In looking at film of Leaf, Tasker said, "the guy has a huge arm. The only question marks are on the things that you can't test him on. Like, can he raise the level of those around him?"
Tasker also has seen enough of the Bills' new quarterback, Rob Johnson, to declare him "a bargain" compared to the more expensive Leaf and No. 1 pick Peyton Manning of Indianapolis.
"He's got three years in the NFL under his belt and not many bruises so he has the body of a 22-year-old," said Tasker of Johnson. "You get a lot of things with Rob Johnson that the other guys have yet to experience."
If Johnson has a good game in the season opener, it might be a little easier for Tasker.
"If the team struggles, well, I'm there as a color analyst," said Tasker.
On Sept. 13, CBS has assigned Ian Eagle and Mark May to cover the Bills-Miami game.
Sabres going public
The Buffalo Sabres as educational television? What a concept!
Sources have confirmed that the National Hockey League team is discussing a deal to have 10 of its games carried by WNED-TV, Channel 17. Why WNED? It is the only way the team can get the games carried on Canadian cable television.
Last season, the Sabres made a deal with WB-49 to carry 10 games. However, that station isn't carried on Canadian cable. Channel 17 is.
If a deal is made, the Sabres won't be able to carry commercials because Channel 17 is a public television station. The Sabres are primarily looking at the deal as exposure into Canada.
The move could be a temporary solution. Don Moran, Channel 29's general manager, recently said Sinclair Broadcasting would be able to compete for the rights to Sabres games once its deal to program Channel 23 -- Channel 17's sister station -- goes through. However, Channel 23 also isn't on Canadian cable.
Tennis on television
While CBS gets most of the big matches at the end, a real U.S. Open tennis fan couldn't live without the USA Network. Both networks use John McEnroe as its top analyst.
The main difference in network coverage is that CBS uses Mary Carillo and Tony Trabert and USA uses Tracy Austin and Barry MacKay.

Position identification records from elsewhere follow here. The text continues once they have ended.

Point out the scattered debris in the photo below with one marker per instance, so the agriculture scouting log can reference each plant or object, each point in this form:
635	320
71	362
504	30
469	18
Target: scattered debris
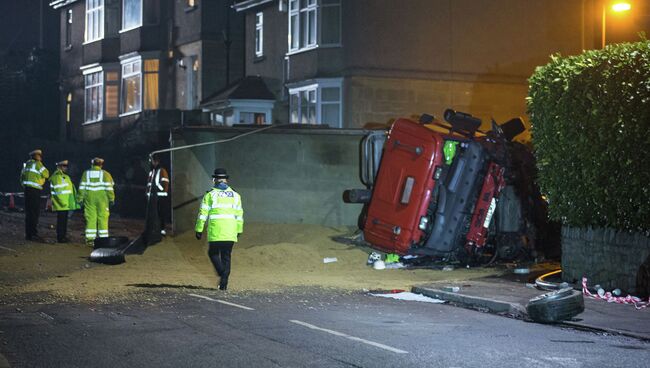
410	297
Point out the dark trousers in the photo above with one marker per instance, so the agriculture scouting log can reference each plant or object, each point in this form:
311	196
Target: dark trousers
61	225
219	253
32	211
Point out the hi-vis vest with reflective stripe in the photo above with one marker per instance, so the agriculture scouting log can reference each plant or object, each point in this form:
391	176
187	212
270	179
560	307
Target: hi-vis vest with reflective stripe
34	174
159	178
96	183
222	210
63	192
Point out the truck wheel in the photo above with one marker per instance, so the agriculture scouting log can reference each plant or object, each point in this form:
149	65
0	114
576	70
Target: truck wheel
556	306
363	216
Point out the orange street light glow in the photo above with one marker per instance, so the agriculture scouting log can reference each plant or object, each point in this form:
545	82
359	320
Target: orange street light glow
621	7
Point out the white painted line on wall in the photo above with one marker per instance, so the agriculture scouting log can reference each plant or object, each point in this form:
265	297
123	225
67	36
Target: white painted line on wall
353	338
221	301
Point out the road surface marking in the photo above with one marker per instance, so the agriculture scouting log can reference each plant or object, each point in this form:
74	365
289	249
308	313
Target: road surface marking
221	301
341	334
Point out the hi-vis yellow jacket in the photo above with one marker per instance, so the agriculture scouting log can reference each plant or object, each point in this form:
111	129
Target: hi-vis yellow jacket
34	174
222	210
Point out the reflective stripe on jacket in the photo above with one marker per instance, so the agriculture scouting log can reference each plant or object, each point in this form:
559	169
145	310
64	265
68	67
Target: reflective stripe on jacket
63	192
96	183
159	178
34	174
222	210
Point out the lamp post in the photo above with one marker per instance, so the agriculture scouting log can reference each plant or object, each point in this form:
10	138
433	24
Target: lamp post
618	7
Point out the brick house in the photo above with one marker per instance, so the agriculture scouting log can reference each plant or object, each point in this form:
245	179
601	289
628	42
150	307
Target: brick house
350	63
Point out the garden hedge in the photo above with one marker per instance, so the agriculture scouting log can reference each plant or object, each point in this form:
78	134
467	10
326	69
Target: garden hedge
590	117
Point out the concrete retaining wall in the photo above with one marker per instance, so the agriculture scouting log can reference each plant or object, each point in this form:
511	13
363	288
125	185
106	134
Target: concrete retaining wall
606	257
283	175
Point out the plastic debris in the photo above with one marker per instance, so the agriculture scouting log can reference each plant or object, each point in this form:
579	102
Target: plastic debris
395	265
410	297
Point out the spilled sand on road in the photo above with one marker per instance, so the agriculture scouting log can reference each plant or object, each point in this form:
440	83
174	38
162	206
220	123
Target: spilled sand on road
268	258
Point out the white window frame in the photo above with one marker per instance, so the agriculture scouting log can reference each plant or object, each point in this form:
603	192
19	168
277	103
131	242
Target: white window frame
295	10
94	20
124	75
99	86
259	34
138	25
317	86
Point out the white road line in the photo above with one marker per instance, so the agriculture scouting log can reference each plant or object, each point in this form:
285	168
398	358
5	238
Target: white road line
221	301
341	334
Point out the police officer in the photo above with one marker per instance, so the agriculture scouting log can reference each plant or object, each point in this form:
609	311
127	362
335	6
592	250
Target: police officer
158	191
63	199
96	195
32	179
221	208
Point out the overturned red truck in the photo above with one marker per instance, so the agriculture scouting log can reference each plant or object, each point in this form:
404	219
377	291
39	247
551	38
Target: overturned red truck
434	187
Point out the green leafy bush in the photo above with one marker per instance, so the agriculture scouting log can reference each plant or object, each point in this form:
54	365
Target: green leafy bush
590	118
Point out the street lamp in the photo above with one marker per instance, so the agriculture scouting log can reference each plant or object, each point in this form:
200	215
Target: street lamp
618	7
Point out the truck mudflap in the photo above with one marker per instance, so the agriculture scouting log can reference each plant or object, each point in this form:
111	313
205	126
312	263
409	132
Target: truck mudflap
485	206
403	187
456	201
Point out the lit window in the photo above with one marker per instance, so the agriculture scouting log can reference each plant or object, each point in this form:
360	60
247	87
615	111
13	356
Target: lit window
112	98
131	87
68	28
94	96
316	104
131	14
259	34
94	20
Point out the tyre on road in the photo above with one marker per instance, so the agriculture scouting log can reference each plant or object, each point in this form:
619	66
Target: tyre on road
556	306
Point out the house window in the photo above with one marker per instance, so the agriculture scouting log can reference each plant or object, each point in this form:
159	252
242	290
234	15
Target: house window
68	107
302	24
68	28
94	96
94	20
131	14
151	84
259	34
316	103
131	86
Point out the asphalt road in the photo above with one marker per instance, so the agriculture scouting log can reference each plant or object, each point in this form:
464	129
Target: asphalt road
301	328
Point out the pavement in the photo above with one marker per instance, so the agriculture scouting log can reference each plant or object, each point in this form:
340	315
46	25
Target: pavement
509	296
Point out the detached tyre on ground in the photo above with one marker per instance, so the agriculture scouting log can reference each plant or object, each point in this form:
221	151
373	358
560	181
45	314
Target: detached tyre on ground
556	306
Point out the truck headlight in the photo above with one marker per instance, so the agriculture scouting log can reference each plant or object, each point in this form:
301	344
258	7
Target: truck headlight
424	221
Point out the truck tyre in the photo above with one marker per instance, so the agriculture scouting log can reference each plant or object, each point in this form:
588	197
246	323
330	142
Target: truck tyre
556	306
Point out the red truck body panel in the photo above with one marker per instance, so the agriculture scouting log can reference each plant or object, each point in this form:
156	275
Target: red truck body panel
403	187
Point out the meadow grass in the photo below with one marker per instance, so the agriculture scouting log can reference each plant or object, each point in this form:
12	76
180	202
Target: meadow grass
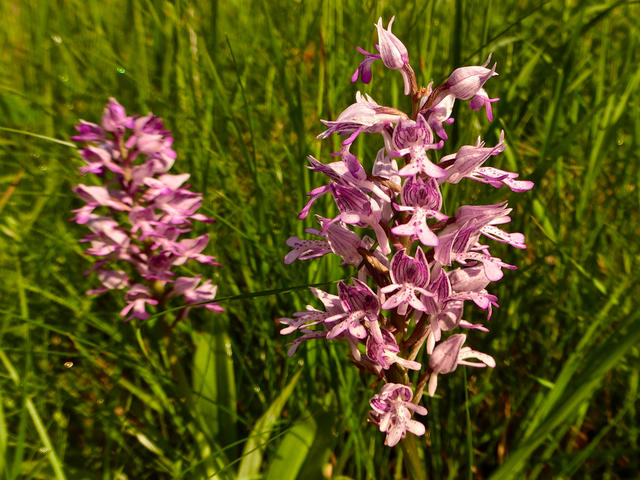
243	85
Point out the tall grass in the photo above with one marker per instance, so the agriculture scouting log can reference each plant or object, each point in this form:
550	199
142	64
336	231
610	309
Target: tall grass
243	86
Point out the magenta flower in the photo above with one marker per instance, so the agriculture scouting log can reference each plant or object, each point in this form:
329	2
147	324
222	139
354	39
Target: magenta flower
401	306
392	411
449	354
409	277
144	212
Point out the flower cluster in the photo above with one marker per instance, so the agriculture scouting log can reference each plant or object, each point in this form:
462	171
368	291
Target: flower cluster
139	213
416	265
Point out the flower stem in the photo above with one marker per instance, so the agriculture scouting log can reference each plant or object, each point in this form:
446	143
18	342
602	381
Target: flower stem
413	462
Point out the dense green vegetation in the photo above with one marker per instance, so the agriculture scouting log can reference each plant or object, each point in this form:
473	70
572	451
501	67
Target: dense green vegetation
243	85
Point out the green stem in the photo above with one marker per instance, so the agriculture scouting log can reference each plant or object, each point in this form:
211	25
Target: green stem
415	466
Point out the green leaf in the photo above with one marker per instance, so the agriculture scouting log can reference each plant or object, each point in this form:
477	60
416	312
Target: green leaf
259	437
293	450
214	384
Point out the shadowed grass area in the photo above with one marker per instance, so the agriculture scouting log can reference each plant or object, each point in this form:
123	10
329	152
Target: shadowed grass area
242	85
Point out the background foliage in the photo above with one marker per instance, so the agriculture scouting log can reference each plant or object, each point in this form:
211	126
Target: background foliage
243	86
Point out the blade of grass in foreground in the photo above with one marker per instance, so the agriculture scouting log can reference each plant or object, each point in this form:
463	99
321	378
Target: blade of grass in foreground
37	421
598	363
293	450
256	444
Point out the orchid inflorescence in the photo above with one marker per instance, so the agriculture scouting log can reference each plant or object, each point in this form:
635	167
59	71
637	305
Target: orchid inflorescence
139	214
416	266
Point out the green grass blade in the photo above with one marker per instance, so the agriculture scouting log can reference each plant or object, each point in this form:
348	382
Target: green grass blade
293	450
259	437
56	466
582	386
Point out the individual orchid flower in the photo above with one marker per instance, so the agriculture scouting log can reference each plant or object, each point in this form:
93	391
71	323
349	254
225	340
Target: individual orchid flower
409	277
401	306
413	139
143	213
384	352
361	308
449	354
394	54
363	116
392	410
423	199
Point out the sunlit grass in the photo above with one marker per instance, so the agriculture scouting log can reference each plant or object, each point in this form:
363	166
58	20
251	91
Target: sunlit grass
243	86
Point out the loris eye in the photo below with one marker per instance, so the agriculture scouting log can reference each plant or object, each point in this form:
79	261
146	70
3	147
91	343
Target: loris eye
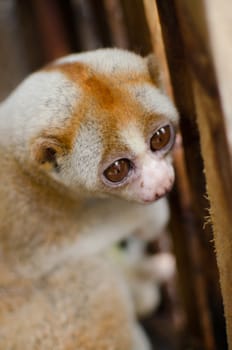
162	138
118	171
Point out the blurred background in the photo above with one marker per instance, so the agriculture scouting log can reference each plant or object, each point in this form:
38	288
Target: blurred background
32	33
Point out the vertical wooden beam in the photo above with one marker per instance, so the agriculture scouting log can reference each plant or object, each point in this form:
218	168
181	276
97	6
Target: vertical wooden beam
184	95
213	141
188	50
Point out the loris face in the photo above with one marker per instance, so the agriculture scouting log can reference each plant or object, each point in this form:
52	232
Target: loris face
103	126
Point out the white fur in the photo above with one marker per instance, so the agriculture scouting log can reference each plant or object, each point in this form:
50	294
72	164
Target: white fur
92	235
109	61
42	101
133	138
81	167
154	101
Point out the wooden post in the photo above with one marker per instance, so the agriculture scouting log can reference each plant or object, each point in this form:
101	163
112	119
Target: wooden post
213	141
200	98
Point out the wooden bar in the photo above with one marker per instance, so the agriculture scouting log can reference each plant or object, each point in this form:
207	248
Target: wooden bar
200	249
213	142
52	31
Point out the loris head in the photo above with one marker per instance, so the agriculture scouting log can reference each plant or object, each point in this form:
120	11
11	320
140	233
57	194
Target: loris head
98	123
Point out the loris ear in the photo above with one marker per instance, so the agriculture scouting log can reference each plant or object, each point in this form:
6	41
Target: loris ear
155	72
46	151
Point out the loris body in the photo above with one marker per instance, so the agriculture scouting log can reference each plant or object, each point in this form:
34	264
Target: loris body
84	144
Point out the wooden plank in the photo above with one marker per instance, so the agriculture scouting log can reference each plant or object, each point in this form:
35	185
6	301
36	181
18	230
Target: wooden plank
213	142
116	22
137	28
190	19
52	31
13	59
184	97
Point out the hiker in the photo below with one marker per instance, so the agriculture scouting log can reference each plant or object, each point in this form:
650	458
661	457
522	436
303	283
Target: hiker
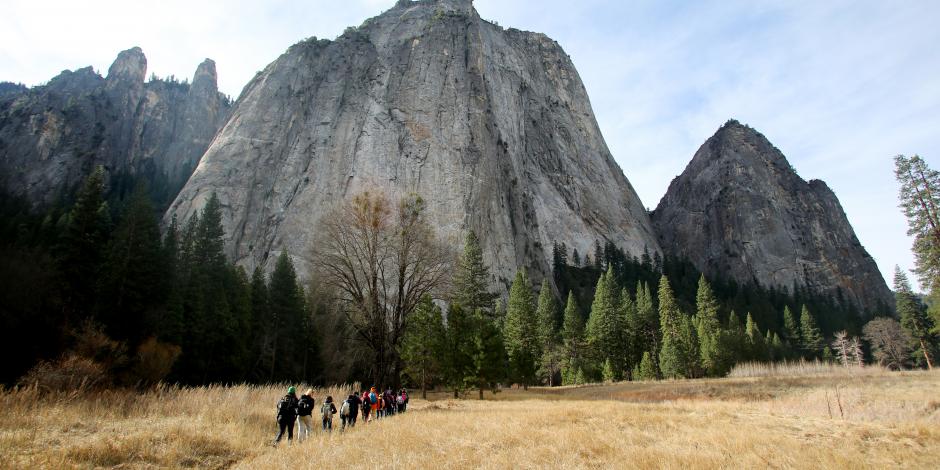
327	410
345	412
374	403
286	414
304	415
354	402
366	406
389	400
400	400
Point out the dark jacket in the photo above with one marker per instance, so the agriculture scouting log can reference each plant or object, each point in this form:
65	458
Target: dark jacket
287	407
354	403
305	405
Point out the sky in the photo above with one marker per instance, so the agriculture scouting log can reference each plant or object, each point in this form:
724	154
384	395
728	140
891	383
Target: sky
839	86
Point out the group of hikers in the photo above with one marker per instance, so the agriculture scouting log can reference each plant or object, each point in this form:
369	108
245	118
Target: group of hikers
371	403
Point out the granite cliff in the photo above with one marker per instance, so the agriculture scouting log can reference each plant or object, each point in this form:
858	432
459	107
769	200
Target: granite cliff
492	126
740	211
52	135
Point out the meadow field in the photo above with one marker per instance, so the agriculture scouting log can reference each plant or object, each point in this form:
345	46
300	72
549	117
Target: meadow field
858	418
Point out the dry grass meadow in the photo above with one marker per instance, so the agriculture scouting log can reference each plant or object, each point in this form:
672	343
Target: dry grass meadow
867	418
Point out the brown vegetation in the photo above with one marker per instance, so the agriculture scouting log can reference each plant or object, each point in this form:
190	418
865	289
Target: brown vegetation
877	420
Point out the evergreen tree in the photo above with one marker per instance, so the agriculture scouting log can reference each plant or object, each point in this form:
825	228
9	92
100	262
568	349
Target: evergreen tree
520	331
920	199
736	339
914	318
133	281
791	328
548	333
286	301
711	347
83	246
646	369
572	334
645	325
472	277
755	340
263	329
422	344
811	338
605	326
459	349
489	353
628	335
674	355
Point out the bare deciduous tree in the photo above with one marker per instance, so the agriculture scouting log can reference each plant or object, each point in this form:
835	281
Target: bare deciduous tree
890	344
379	261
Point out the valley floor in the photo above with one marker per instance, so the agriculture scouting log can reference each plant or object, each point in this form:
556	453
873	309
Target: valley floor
878	420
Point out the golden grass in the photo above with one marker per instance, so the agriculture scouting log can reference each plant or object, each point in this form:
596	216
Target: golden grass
886	420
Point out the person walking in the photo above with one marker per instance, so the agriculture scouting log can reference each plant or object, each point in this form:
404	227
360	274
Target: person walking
286	414
352	403
366	406
327	410
305	415
374	403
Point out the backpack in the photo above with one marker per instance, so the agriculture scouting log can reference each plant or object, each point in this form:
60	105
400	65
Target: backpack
286	406
304	407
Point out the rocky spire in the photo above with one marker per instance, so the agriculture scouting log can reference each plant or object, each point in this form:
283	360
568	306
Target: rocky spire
130	66
739	210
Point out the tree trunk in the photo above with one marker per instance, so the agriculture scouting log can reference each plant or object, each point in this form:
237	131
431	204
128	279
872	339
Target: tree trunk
923	346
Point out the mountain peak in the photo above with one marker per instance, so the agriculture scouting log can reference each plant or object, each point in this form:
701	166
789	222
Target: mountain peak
205	77
130	65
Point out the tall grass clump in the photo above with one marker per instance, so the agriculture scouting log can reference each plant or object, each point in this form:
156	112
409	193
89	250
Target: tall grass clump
801	368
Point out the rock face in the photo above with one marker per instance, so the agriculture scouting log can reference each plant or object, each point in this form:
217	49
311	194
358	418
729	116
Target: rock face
739	210
52	135
492	127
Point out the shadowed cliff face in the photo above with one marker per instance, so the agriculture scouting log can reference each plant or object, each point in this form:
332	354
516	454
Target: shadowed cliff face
740	211
492	127
52	135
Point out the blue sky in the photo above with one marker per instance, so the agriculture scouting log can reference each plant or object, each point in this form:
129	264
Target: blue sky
839	86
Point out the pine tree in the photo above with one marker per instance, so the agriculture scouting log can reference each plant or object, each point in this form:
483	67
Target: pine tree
605	326
914	318
920	199
548	333
459	349
645	324
572	334
133	281
673	356
791	328
489	353
286	301
422	344
263	328
736	339
82	248
472	277
811	338
711	347
755	340
646	369
520	331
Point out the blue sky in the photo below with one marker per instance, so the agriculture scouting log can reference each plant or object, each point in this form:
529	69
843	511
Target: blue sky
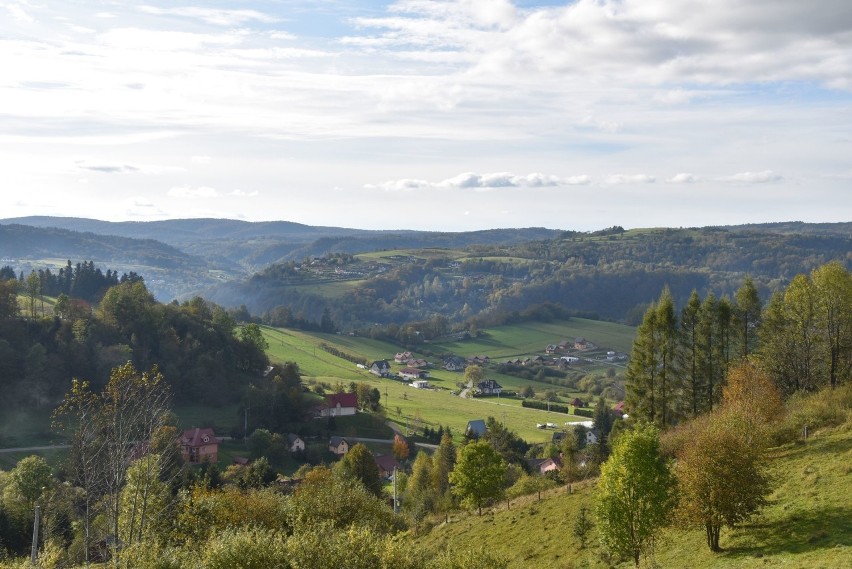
436	115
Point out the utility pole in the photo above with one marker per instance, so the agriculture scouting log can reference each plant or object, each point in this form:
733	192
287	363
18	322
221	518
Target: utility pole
395	503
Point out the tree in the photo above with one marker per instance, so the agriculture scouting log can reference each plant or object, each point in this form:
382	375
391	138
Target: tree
106	427
635	493
833	284
602	421
400	448
144	501
721	473
747	312
478	475
650	381
8	299
474	374
689	357
360	464
31	477
443	462
582	526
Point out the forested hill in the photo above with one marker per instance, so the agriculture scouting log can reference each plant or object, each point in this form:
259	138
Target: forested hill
229	244
612	274
25	241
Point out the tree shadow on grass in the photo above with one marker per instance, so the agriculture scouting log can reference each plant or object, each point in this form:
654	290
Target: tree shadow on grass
799	532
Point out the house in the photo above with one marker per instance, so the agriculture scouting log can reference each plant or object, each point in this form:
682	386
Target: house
295	442
337	405
386	464
454	363
402	357
489	387
550	465
413	373
199	445
380	368
338	445
475	428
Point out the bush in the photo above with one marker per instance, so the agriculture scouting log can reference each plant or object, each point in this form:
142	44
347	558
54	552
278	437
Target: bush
247	548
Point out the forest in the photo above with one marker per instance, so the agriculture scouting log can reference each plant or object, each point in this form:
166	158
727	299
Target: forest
714	369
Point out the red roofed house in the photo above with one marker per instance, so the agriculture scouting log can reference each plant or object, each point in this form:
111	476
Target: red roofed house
386	464
199	445
337	405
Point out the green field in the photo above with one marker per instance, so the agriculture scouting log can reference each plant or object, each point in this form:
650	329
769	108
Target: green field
808	523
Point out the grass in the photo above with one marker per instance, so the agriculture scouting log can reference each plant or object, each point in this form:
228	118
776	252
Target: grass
808	523
408	407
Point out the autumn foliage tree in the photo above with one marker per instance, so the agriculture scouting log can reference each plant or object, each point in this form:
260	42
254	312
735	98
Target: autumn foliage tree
721	466
635	493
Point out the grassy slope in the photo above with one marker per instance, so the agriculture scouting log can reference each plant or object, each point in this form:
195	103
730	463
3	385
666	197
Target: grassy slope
437	407
808	523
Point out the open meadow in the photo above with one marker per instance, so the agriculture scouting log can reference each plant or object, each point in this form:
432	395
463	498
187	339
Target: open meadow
414	409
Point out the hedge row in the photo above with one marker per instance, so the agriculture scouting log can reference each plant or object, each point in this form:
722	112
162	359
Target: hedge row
544	405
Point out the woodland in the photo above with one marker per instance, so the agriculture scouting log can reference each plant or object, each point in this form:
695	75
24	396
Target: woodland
721	351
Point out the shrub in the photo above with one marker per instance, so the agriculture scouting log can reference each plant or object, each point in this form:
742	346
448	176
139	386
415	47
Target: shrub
247	548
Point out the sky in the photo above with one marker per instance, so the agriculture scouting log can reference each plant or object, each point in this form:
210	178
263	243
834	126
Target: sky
430	115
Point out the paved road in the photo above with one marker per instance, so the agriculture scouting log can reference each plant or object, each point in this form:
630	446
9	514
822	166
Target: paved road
33	449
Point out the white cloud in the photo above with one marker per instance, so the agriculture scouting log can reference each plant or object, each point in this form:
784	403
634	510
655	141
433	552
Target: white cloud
615	179
472	180
683	178
141	207
764	177
212	16
190	192
18	12
106	168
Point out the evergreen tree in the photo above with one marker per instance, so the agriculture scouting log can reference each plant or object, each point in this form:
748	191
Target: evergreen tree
747	313
689	362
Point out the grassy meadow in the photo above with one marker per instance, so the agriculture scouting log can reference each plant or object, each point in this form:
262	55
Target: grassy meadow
414	409
808	523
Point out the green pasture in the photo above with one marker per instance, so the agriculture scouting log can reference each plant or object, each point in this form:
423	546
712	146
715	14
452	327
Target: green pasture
414	409
516	340
807	523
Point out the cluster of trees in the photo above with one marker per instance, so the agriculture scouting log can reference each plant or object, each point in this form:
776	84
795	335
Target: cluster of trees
719	478
713	381
802	339
610	275
197	346
126	497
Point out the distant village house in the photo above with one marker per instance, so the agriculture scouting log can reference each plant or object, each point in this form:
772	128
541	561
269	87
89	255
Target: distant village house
199	445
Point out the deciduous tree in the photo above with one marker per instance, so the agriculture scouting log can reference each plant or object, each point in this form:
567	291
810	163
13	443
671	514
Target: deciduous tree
635	493
478	475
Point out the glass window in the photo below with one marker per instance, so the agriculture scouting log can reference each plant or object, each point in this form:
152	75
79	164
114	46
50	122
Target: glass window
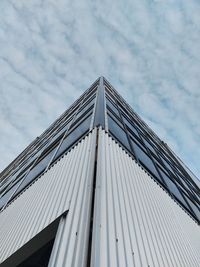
145	160
194	208
85	108
112	106
149	145
7	195
74	135
118	132
35	171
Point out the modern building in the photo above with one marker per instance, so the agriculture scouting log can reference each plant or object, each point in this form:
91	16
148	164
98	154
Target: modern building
99	188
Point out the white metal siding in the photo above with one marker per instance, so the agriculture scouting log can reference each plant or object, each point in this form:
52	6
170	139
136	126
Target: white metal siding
66	186
136	222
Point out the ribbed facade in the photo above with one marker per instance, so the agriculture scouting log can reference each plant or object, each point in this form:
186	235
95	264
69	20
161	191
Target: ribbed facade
136	222
64	187
99	188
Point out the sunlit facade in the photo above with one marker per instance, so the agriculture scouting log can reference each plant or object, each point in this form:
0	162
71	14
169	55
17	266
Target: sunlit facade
99	188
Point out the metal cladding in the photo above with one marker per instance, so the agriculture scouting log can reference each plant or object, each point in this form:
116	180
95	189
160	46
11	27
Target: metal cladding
65	186
136	223
117	193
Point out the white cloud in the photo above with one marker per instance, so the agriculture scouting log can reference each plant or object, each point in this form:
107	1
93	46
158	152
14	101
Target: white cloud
50	52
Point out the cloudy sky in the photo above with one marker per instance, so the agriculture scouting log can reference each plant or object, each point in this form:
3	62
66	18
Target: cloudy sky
51	51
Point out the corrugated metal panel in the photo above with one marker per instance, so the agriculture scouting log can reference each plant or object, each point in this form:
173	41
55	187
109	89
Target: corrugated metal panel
136	222
66	186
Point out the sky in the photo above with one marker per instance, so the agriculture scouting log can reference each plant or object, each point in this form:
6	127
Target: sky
52	51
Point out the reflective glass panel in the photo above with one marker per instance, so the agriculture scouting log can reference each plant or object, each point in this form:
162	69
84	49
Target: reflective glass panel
145	160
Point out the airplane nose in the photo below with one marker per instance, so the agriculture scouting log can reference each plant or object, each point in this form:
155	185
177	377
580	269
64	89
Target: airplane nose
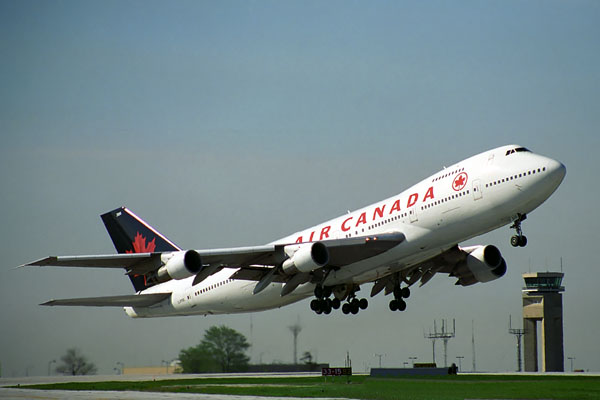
557	171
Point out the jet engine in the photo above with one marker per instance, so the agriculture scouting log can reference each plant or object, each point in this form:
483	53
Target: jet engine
483	264
179	265
305	257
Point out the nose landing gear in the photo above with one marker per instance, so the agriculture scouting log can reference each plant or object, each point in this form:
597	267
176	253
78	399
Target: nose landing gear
518	240
398	303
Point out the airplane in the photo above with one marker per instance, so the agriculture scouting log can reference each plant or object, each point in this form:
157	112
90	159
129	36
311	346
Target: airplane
394	243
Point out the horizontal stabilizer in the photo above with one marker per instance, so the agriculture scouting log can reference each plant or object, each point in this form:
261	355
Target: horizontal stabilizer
134	300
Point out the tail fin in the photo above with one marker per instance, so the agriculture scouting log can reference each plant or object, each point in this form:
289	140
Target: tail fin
131	234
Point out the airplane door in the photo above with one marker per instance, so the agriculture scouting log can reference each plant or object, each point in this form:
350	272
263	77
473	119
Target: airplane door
477	193
412	215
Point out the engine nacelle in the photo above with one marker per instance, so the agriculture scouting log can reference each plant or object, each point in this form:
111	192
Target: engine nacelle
483	264
179	265
305	257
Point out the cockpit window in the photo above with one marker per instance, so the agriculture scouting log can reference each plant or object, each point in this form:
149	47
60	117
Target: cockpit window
517	150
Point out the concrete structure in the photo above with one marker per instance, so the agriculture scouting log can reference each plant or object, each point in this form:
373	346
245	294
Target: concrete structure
542	301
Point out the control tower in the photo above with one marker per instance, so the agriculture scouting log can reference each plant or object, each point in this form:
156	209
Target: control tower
542	301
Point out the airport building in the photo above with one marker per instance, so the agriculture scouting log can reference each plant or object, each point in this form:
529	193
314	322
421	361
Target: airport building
542	302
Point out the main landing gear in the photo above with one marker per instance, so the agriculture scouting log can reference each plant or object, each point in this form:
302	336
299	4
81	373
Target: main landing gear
323	304
518	240
398	304
354	305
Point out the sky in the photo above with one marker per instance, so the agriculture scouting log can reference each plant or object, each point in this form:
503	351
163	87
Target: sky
235	123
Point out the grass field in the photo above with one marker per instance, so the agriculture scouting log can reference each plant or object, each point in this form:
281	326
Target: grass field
363	387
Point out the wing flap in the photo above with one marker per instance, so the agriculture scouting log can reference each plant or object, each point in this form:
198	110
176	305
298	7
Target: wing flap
138	263
134	300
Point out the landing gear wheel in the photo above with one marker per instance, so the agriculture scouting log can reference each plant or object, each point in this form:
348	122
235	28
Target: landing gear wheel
518	240
401	305
314	305
319	291
405	293
523	241
363	304
335	303
514	241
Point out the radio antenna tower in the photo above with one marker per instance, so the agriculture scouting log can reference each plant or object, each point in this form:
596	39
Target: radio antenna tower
519	334
473	342
445	335
295	329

USA carries 92 hours of tennis over 12 days and nights, with CBS carrying 35 hours.
Talking a blue streak
Purists undoubtedly are pleased to learn that Disney Sports executive Steve Bornstein has announced that once ABC, ESPN and ESPN2 own the rights to broadcasting NHL games, the glowing puck that Fox has tried during its contract officially will be put away. The puck did help Fox get one huge rating when it premiered. But it obviously didn't have any long-term benefit, which is probably why Disney is ashcanning it.
If there had been some sort of ratings success with it, Disney undoubtedly would have considered using it. As it stands now, all the glowing puck did was remind viewers how difficult the game is to follow, which isn't exactly the smart thing to do.
Around the dial
Have you heard Pete Weber on ESPN radio the last few weekends when it is carried by WGR-AM? Weber has been a substitute commentator on his off days from the Empire Sports Network.
If you missed Dominik Hasek's performance on HBO's series about a sleazy sports agent, "Arli$$," set your VCRs to 3:20 a.m. Sunday. That's when it will be repeated.
Without revealing too much, let's just say that Hasek has some fun at his own expense dealing with what used to be considered a very sensitive issue.